National Homemade Cookies Day
There are few things better than pulling hot, gooey homemade cookies out of the oven. There’s just something special about cookies that don’t come from a package but are instead baked at home. Perhaps it’s the extra ingredient of love that’s put into them or the more wholesome ingredients.
The History Of Cookies
Cookies can be traced all the way back to 7th century Persia. This was not long after sugar became widely used in the area. They would then spread to Europe during the Muslim conquest of Spain. As the spice trade brought an ever-increasing range of ingredients to Europe, bakers were developing cake batters that would become the template for cookie batters.
According to food historians, bakers would place a little bit of cake batter onto their baking pans to test if the oven was hot enough to bake a cake. At first, these “cake tests” were thrown away, but then bakers began to see the promise of these small crisp cakes, so they decided to make them. Eventually, they began to optimize their cookie batters to make better cookies.
It’s believed that the American English word for cookie comes from the Dutch for “little cake,” Koekje. This is probably due to Dutch immigrants arriving in the U.S. during the 18th and 19th centuries. The British word for a cookie is biscuit, which comes from the Latin “bis coctum,” and means “twice-baked.”
Facts About Cookies
Want some tasty fun facts about cookies? We know you do, so we’ve found out some of the most interesting facts about these little round discs of joy and placed them below.
- National Sugar Cookie Day falls on July 9th annually.
- National Cookie Day falls on December 4th every year.
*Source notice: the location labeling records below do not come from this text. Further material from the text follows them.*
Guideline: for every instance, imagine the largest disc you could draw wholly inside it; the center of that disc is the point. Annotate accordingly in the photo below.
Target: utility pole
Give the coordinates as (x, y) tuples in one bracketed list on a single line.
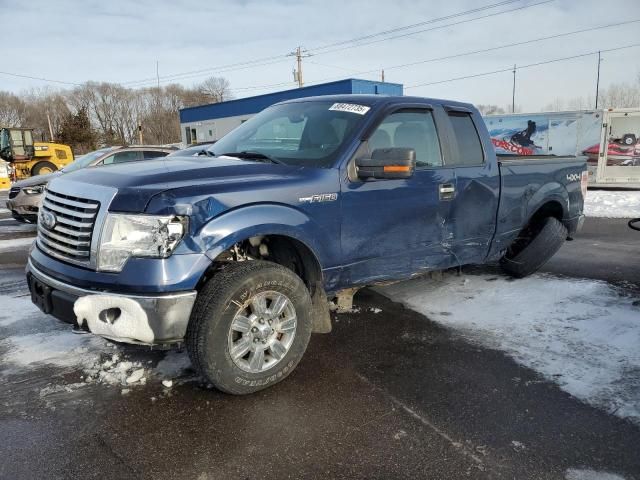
[(159, 101), (598, 79), (50, 127), (297, 74), (513, 93)]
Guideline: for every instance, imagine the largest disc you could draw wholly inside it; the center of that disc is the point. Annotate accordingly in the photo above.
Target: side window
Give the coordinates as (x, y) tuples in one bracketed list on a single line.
[(124, 157), (106, 161), (149, 154), (467, 138), (410, 129)]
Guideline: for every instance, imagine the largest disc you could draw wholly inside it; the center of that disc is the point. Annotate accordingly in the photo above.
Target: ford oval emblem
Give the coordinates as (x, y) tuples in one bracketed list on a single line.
[(48, 219)]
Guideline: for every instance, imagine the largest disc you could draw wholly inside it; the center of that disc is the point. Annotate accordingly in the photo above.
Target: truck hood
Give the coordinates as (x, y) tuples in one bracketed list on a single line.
[(180, 177)]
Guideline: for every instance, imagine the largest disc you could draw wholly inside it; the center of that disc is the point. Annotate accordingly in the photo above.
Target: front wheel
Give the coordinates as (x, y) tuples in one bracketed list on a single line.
[(250, 326)]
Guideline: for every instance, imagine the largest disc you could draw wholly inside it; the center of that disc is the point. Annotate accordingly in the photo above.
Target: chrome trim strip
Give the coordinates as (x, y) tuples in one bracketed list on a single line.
[(96, 193), (89, 205), (60, 238), (55, 246), (75, 233), (72, 213)]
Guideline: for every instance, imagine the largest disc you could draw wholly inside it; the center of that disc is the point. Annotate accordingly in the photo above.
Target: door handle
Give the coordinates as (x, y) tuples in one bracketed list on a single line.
[(447, 191)]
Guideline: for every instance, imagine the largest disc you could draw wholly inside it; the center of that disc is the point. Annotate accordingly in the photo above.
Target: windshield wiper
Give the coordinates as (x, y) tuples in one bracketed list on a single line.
[(250, 155)]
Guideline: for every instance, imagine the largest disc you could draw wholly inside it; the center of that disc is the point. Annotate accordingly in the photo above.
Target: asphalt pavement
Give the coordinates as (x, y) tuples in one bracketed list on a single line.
[(385, 395)]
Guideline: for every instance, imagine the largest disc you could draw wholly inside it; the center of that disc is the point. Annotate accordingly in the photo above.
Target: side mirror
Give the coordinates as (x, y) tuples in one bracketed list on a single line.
[(386, 163)]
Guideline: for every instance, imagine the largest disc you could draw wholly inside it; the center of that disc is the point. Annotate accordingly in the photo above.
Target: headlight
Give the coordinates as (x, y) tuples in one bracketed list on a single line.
[(125, 236), (35, 189)]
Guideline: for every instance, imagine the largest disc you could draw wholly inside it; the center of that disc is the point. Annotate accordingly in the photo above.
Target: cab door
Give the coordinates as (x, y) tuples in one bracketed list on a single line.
[(394, 227), (474, 208)]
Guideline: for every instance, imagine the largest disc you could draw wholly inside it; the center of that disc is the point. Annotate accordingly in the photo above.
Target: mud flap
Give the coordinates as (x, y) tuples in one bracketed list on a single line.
[(320, 311)]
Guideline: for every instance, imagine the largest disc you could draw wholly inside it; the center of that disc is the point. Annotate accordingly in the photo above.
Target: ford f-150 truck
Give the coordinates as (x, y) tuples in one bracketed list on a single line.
[(237, 253)]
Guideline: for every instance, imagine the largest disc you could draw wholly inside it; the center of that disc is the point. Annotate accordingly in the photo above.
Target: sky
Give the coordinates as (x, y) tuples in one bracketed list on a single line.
[(122, 42)]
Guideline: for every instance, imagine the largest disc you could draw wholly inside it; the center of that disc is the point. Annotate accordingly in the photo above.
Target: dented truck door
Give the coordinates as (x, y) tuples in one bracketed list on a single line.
[(474, 208), (394, 227)]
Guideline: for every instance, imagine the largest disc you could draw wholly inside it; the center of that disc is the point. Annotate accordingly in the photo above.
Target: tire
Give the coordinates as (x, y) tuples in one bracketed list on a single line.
[(527, 255), (43, 168), (227, 302)]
- The Girl Scouts began selling their now-famous cookies during the 1920s.
- Americans buy almost $600 million in Oreos alone.
- The Oreo is the best-selling cooking of the 20th century.
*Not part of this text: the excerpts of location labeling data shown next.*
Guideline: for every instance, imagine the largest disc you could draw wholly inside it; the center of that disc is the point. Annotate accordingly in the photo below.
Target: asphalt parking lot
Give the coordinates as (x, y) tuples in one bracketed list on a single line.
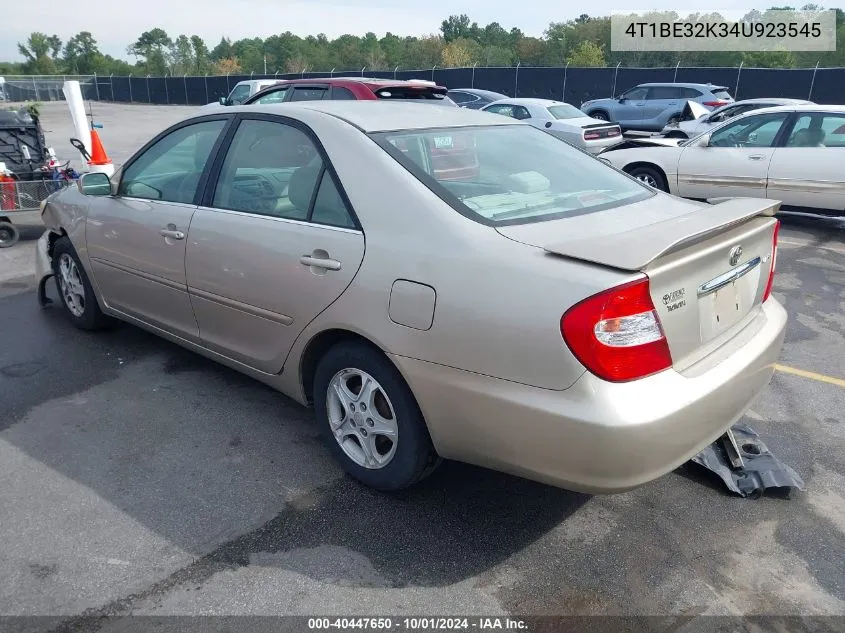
[(136, 477)]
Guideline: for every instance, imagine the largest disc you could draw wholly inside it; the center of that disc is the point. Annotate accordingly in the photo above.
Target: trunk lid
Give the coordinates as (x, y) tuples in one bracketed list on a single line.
[(708, 265)]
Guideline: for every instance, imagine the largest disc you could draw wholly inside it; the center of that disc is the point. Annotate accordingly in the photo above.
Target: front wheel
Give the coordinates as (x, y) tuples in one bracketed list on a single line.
[(650, 176), (74, 288), (370, 418), (9, 234)]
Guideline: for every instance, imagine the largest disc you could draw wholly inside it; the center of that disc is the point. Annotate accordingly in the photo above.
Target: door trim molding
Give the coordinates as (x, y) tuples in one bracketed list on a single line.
[(246, 308)]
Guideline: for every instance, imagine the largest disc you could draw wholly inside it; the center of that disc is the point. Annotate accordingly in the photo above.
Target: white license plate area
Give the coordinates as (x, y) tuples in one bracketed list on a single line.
[(722, 309)]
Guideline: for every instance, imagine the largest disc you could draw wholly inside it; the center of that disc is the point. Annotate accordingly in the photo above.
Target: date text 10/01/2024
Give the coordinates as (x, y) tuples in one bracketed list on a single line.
[(418, 624), (774, 30)]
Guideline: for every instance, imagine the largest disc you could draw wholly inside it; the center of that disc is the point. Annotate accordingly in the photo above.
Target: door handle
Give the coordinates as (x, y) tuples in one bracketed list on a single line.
[(173, 234), (319, 262)]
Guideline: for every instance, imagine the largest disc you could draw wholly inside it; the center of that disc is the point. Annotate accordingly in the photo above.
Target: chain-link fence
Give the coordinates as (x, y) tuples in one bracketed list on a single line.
[(573, 85)]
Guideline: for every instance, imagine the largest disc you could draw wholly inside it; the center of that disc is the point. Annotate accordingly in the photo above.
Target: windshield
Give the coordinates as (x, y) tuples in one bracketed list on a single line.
[(565, 111), (510, 174)]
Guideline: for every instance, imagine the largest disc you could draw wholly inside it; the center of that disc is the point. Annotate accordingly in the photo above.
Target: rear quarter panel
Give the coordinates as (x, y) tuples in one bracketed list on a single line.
[(498, 302)]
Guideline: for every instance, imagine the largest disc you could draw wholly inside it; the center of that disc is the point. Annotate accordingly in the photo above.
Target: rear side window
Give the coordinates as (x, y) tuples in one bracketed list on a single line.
[(509, 174), (690, 93), (664, 92), (341, 93), (411, 93), (308, 94)]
- People have been making Christmas cookies since the Middle Ages.
- The official state cookie of Pennsylvania is the chocolate chip cookie.
- Chocolate chip cookies are also the state cookie of Missouri.
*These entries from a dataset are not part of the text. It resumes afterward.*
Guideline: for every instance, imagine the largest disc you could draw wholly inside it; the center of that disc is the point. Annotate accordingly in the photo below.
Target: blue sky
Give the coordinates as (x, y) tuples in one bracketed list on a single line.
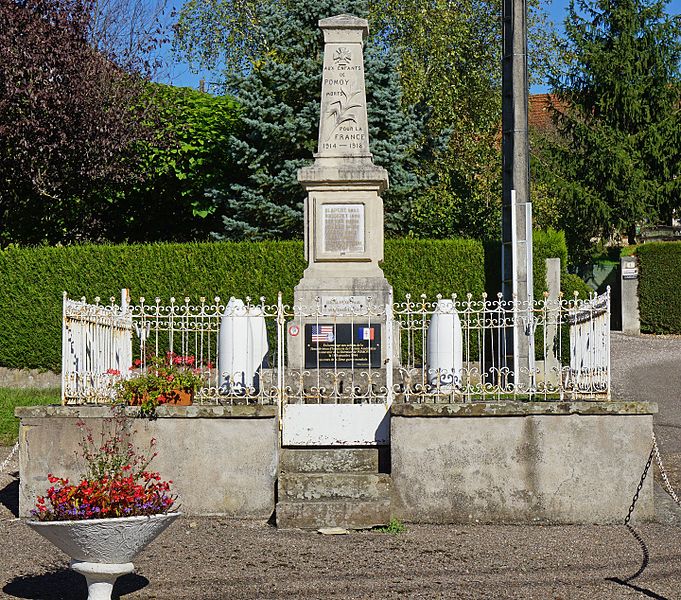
[(181, 75)]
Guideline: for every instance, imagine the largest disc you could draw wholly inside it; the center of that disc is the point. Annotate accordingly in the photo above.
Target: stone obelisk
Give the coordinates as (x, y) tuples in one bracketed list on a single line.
[(343, 208)]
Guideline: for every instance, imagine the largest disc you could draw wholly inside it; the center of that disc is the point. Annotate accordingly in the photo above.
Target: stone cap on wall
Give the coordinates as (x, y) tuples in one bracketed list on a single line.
[(195, 411), (519, 409)]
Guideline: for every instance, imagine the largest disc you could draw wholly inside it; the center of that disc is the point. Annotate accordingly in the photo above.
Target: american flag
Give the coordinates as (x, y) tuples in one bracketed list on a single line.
[(322, 333)]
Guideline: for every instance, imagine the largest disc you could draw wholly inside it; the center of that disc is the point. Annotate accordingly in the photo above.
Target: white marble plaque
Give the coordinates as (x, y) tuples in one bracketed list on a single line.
[(343, 228)]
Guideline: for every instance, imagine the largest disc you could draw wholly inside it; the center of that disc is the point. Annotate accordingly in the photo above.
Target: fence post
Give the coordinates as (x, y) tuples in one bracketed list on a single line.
[(390, 348), (280, 361)]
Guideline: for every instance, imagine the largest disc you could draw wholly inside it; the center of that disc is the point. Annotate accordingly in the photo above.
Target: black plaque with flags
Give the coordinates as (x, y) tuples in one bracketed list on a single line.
[(342, 345)]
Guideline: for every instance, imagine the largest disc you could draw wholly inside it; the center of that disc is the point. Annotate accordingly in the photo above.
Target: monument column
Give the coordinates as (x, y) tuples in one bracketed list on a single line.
[(343, 207)]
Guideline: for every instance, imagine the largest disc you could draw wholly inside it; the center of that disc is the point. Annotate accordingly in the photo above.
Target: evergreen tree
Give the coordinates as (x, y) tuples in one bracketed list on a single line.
[(279, 96), (618, 164)]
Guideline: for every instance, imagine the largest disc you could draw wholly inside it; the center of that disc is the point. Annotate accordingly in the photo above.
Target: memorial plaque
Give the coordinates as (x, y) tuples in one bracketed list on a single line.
[(334, 305), (343, 228), (342, 346), (630, 273)]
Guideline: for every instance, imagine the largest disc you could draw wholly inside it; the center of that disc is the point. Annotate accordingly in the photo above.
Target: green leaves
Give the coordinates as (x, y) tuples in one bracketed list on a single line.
[(618, 164)]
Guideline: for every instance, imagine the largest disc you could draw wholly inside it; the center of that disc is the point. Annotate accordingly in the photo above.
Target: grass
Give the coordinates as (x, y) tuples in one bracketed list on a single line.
[(10, 398)]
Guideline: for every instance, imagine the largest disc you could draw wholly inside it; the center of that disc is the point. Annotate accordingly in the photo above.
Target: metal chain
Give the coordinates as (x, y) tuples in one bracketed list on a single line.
[(654, 453), (640, 483), (4, 464), (667, 485)]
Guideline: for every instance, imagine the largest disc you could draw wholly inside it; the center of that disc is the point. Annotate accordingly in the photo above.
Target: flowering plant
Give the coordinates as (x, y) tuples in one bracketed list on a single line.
[(161, 382), (116, 482)]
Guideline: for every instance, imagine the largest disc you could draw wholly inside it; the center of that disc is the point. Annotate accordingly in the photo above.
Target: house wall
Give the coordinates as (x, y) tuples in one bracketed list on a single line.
[(557, 462)]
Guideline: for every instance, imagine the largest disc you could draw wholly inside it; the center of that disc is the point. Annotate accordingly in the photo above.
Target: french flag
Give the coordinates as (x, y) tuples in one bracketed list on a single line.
[(366, 333)]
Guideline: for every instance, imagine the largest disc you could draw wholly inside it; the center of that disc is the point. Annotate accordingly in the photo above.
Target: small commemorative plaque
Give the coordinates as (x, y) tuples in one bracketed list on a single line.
[(342, 345), (630, 273), (343, 228)]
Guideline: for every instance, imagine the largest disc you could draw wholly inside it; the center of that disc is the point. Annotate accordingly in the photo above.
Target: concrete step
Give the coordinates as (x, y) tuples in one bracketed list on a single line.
[(333, 486), (325, 460), (349, 514)]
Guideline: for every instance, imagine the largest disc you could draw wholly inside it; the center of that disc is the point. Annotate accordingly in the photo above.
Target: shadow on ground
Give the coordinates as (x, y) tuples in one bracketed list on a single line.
[(9, 497), (66, 584)]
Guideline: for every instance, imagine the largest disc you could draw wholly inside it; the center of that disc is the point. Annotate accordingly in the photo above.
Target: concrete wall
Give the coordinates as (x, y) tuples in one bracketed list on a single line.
[(222, 460), (523, 462)]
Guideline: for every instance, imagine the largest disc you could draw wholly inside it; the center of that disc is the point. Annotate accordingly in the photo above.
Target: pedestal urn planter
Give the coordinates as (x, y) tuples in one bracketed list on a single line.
[(103, 549)]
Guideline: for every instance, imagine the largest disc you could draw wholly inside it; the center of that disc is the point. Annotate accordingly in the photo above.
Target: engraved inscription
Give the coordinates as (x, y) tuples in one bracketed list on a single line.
[(343, 228), (334, 305), (342, 57)]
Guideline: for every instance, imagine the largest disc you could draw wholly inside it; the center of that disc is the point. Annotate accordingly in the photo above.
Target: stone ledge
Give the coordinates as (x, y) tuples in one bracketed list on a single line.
[(196, 411), (519, 409)]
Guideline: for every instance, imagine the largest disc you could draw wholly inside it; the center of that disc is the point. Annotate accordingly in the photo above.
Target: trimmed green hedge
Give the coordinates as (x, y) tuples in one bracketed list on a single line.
[(658, 287), (34, 279)]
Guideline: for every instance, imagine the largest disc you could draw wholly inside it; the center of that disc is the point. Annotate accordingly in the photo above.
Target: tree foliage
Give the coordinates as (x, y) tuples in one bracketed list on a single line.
[(619, 116), (70, 116), (279, 98), (189, 152), (448, 57)]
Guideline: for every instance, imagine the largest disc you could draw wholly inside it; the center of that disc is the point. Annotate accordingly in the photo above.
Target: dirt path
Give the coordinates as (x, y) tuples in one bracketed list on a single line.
[(214, 558)]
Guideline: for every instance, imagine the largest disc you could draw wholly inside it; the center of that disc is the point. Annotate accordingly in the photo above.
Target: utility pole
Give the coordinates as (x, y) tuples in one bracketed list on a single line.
[(516, 253)]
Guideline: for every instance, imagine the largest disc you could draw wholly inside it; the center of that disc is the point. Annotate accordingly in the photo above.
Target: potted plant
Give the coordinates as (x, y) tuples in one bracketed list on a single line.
[(117, 508), (169, 380)]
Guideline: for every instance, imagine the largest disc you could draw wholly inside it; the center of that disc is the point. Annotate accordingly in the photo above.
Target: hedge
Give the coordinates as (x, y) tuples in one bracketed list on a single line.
[(545, 244), (658, 287), (34, 279)]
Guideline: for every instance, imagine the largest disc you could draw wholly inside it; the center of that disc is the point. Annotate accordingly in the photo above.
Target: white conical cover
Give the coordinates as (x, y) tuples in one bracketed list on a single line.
[(242, 346), (445, 350)]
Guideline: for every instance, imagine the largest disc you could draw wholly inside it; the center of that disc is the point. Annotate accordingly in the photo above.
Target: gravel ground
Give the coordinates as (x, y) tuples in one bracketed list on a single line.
[(218, 558)]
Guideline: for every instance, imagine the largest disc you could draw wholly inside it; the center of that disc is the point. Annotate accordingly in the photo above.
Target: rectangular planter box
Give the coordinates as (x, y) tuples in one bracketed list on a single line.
[(222, 459)]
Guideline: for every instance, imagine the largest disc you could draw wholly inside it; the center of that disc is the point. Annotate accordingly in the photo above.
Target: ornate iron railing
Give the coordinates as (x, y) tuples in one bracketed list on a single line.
[(445, 349)]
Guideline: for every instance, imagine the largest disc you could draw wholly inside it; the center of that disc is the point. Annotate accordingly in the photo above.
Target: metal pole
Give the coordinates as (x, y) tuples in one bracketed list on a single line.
[(516, 257)]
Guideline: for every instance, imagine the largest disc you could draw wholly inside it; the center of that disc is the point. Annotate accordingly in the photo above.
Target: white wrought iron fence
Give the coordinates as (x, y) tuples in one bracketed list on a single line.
[(96, 348), (417, 350)]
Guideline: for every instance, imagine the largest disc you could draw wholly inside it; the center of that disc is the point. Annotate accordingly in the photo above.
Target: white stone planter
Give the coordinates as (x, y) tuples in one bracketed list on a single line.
[(103, 549)]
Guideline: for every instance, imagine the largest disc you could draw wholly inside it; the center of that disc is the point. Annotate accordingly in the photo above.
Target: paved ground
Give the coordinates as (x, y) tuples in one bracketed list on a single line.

- In Hawaii, the official state cookie is white chocolate macadamia nuts cookies.
- In Joplin, Missouri, there’s a National Cookie Cutter Historical Museum.
Observing National Homemade Cookies Day
Anyone wanting to satisfy their cookie urges and bake their own cookies at home can do so on this day. Just make sure that you don’t cheat and buy store-bought cookies. While you’re celebrating National Homemade Cookies Day, be sure to use the hashtag #NationalCookieDay on your social media accounts and let everyone else know that you’re celebrating this sweet, sweet holiday.